Spielberg says he was ‘born believing’ in extra-terrestrial life and as he's grown older his beliefs have been reinforced.
“It sort of became urban legends much more than conspiracy theories. It really became consistently truthful. As I got older and older, I started believing that something really is going on that we’re not being told.”
Spielberg made the claims while promoting his upcoming movie Disclosure Day, which starts Emily Blunt, Colman Domingo, and Josh O’Connor.
The movie centres on a whistleblower who uncovers evidence of non-human intelligence on Earth and kicks off a global reckoning as people try to get to grips with the idea of alien lifeforms.
Although the film is firmly science-fiction, Spielberg thinks there’s more than a pinch of truth to it.

“It’s my first film that will be considered science fiction that I do not consider to be science fiction,” Spielberg told the Associated Press.
“It’s much more reflective of the world as it is evolving and discoveries that are being made as we speak.”
British star Colin Firth, who also appears in the upcoming movie, admitted that Spielberg’s staunch belief in alien life ‘impacted the energy on set’.
“After a few minutes of talking to him, I started to share (his belief)," he told PA.
“I want to know what he wants to know.
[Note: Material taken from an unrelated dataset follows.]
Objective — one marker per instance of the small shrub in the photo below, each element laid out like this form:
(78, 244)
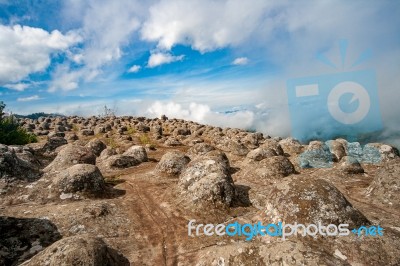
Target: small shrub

I want to communicate the same things. It affected all of us that way, really.”
Meanwhile, Blunt revealed that working on the movie made her realise we're probably not alone in the universe.
“I think we all went down a rabbit hole, kind of reading or watching anything we could to do with extra-terrestrial life," she said.
“I kind of wondered then why I hadn’t gone down the rabbit hole before, because I loved it so much.
“It became mathematically impossible for us to imagine that we are alone in the universe, so it became quite exciting.”